A paradise made perfect as scampering round our feet daily were two-month old puppies. Four of them in fact. Each with a unique personality… And not one of them would fit in our bags. Note. Next time bigger bags for scrumping puppies. Check.
With the stage set – limestone karsts, rice paddies, friendly locals – a bike ride was in order. We hopped onto bikes and took ourselves on a little tour. All was going well till we arrived at the far reaches of our journey. ‘Shall we head back?’. ‘Sure thing’, says Joyce. Puncture. My tire had somehow managed to go flat and so the return journey was set to be pedalled a little and pushed mainly; all on very rough tracks in scorching heat. But that would be okay as long as nothing else went wrong!
…Cycling through a small village I pass, without issue, three dogs. I round the corner and start heading up a small hill. I turn round to check on Joyce and I see she has made three furry enemies. Maybe they could smell the puppies? As she put her foot down hard on the pedal to get away, steering sharply left to get her feet out of jaws-reach from one of the little blighters, her wheel skids in the remains of threshed rice. The wheel collapses underneath her. Quickly followed by a crashing Joyce… Her planned worked perfectly though. The dogs were s**t scared by the noise of a pancaked Joyce, turned tail and ran. The downside: an injured Joyce.
As I returned to the scene of the crime I heard the chorus of laughter of the villagers and them acting out Joyce’s tumble. Wobbling their arms, eyes wide, then flopping their hands down to their sides. Mouth wide, howling with laughter. I couldn’t help but join in and neither could Joyce.

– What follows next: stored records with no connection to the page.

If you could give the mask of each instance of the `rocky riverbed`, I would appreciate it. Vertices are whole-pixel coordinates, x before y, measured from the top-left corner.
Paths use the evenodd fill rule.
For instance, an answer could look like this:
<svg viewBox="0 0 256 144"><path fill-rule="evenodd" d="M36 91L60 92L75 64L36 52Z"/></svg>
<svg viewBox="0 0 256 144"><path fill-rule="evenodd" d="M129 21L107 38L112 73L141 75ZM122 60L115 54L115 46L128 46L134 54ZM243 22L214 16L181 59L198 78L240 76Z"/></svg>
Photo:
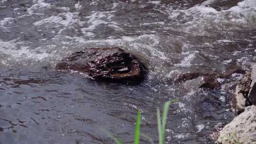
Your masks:
<svg viewBox="0 0 256 144"><path fill-rule="evenodd" d="M138 110L142 132L157 143L156 108L174 99L166 143L214 144L237 115L238 81L256 63L256 8L255 0L0 0L0 144L113 144L99 127L132 144ZM123 51L99 50L116 47Z"/></svg>

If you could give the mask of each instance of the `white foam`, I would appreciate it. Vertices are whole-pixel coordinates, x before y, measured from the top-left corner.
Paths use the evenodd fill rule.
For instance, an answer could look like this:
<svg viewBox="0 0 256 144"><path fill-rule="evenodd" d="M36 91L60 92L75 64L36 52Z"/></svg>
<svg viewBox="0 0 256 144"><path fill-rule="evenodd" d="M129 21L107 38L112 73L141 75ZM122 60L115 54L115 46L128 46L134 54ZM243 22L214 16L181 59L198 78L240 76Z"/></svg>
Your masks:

The whole village came out to see ‘the incident of 2013’. We were literally surrounded by 20 people. Some brought medicines and creams. Others made bandages and one used local herbs that acted as anaesthetic to numb the pain. They pointed us in the right way to get home. All with a laugh and a smile. And us disappearing into the distance to the constant scream of ‘HELLO’. ‘BYE’.

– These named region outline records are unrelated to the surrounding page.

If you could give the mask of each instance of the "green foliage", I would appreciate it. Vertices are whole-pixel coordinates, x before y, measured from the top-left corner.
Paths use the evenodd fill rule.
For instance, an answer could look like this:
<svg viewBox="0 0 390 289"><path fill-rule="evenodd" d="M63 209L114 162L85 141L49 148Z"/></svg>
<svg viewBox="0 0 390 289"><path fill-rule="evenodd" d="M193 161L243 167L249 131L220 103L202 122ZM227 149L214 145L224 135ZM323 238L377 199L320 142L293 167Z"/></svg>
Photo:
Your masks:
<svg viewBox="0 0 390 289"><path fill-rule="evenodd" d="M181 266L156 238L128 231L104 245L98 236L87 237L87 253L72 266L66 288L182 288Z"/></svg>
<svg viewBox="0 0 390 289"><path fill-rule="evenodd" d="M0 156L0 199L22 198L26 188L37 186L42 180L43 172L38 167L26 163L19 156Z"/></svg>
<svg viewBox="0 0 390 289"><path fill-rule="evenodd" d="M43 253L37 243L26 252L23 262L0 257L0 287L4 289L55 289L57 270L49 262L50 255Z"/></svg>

So the road to paradise is not without its hurdles. Paradise cave that is.
The following day I left a hobbling Joyce at the farmstay to rest and recuperate (with the puppies) and I trekked off to explore the little known corners of Paradise cave. Along with my three other intrepid explorers we plunged deep into the dark recesses of this recently opened cave, accompanied by a couple of guides and some trusty torches.

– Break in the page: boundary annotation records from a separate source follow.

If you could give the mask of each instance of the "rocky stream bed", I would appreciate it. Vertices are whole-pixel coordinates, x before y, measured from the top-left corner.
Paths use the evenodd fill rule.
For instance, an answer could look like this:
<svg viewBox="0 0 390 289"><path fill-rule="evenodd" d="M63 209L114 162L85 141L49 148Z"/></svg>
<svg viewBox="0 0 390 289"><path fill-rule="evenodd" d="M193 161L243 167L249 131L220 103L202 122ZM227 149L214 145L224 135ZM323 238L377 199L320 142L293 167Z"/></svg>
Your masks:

We were going past the tourist lights and hiking deep underground 7km to a spectacular doline (a roof opening in a cave) and underground river. This was a real caving experience and it blew me away. Each cave and cavern was like a valley. Each one different and completely unique. The way the water falls, the materials in the surrounding rock, every little detail creates a new vista to savour. Every step revealed a new treasure.
Rather than say more I will let a couple of pictures speak for themselves.
Words cannot do justice to the underground splendour that exists underneath the feet of all who pass through Phong Nha. And to the paradise that is confronted to those who dare tread beneath its towering peaks.